За такую подачку слуга до самого выхода проводил их, кланяясь, и раз пять пускал в ход то «эчеленцу», то «экселянс».
Сели опять в коляску. Конурин и Николай Иванович кряхтели. Макаронами, обильно поданными и очень вкусными, они наелись до отвалу.
– Что-то жена моя, голубушка, делает теперь! Чувствует ли, что я папу римскую еду смотреть! – вздыхал Конурин и прибавил: – Поди, тоже только что пообедала и чай пить собирается.
Извозчик обернулся к седокам и спрашивал куда ехать.
– Вуар ле пап…[123]
Пап… Папа, – отдавала приказ Глафира Семеновна. – Компрене? Понял? Компрената? Папа…– Ah! Le Vatican! – протянул извозчик. – Si, madame.

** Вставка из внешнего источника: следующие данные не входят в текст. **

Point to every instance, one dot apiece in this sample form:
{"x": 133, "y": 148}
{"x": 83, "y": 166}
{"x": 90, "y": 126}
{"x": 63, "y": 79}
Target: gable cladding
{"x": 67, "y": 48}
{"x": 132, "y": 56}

Пришлось ехать долго. Конурин зевал.
– Однако папа-то совсем у черта на куличках живет, – сказал он. – Вишь, куда его занесло!
Вот и мутный Тибр с его серой неприглядной набережной, вот и знаменитый мост Ангела с массой древних изваяний. Переехали мост, миновали несколько зданий и выехали на площадь Святого Петра. Вдали величественно возвышался собор Святого Петра.
– Basilica di Pietro in Vaticano! – торжественно воскликнул извозчик, протягивая бич по направлению к собору.
– Вот он… Вот собор Святого Петра. Я его сейчас же по картинке узнала, – проговорила Глафира Семеновна. – Надо, господа, зайти и посмотреть хорошенько, – обратилась она к мужчинам.
– Еще бы не зайти! Надо зайти, – откликнулся Николай Иванович. – Только после макарон-то маршировать теперь трудновато. Сон так и клонит.
– Пусть он нас прежде к папе-то римской везет, – сказал Конурин. – Синьор извозчик! Ты к папе нас… Прямо к папе. Папа…
– Да ведь к папе же он нас и везет. Папа рядом с собором живет… – отвечала Глафира Семеновна. – Коше! У е ле пале пап?
– Voilà… C’est le Vatican![124]
– указал извозчик направо от собора.– Вот дворец папы… Направо…
Вид был величественный. Подъезжали к самой паперти собора, раскинутой на огромном пространстве. Паперть, впрочем, была грязна: по ступенькам валялись апельсинные корки, лоскутья газетной бумаги; из расщелин ступеней росла трава. На паперти и вдали между колонн стояли и шмыгали монахи в черных и коричневых одеждах, в шляпах с широкими полями или в капюшонах. Как около Колизея, так и здесь на Ивановых и на Конурина накинулись проводники. Здесь проводников была уже целая толпа. Они совали им альбомы с видами собора и бормотали кто на ломаном французском, кто на ломаном немецком языках. Слышалась даже исковерканная английская речь. Услуги предлагались со всех сторон.
– Брысь! Ничего нам не надо, – отмахивался от них Николай Иванович по-русски, восходя по ступенькам паперти, но проводники все-таки не отставали от них.